Under the new plan, which was unveiled on Wednesday, taxes are to be reduced for businesses dealing with a range of 157 "new-growth technologies" in 11 areas. In addition, the government is considering changing the requirement for companies to be eligible for tax reduction benefits. Under the current tax regime, in order to get such benefits, a company must allocate over 5% of its the previous year's gross sales to research and development and 10% of the R&D investment should focus on new growth technologies.
This requirement, however, prevents start-ups that are in their first year to become eligible for tax deduction. In order to address that, the government proposed the requirement to be changed to more than 5% of the current year's gross sales.
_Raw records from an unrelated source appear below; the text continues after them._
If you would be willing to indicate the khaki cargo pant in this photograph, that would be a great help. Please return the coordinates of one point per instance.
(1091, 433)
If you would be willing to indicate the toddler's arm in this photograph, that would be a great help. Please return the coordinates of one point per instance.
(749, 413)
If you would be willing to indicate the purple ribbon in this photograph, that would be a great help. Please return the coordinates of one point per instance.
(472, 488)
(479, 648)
The government will reveal more details about the plan on July 26. The changes are expected to take effect by the first quarter of next year.
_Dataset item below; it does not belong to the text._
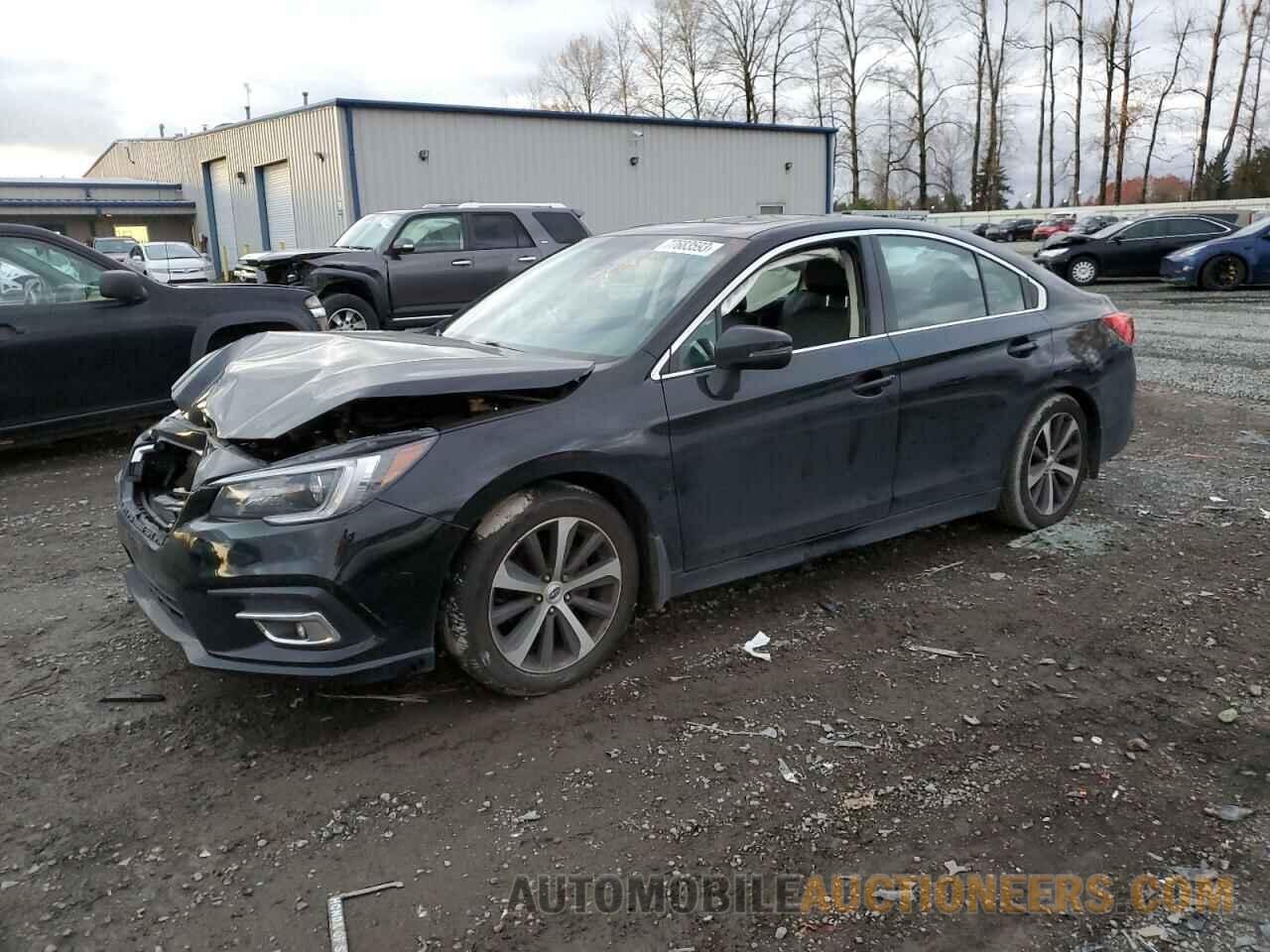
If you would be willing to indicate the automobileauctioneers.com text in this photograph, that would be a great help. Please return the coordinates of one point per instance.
(994, 893)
Yesterday’s announcement followed a meeting of ministers from eight government agencies working on economic policy. This was the second such meeting in a week, as the ministers held discussions on the same topic on Friday. Local news agency Yonhap reported at the time that the new tax rule would apply to South Korea-based firms that focus on blockchain technology, regardless of whether they are foreign or domestic businesses.
The South Korean government has demonstrated that it is willing to support the development of blockchain technology, as part of its broader push for innovation growth. Last month, the Ministry of Science and ICT published a blockchain development strategy and revealed that the government plans to invest $9 million by the end of 2019 to support blockchain pilot programmes.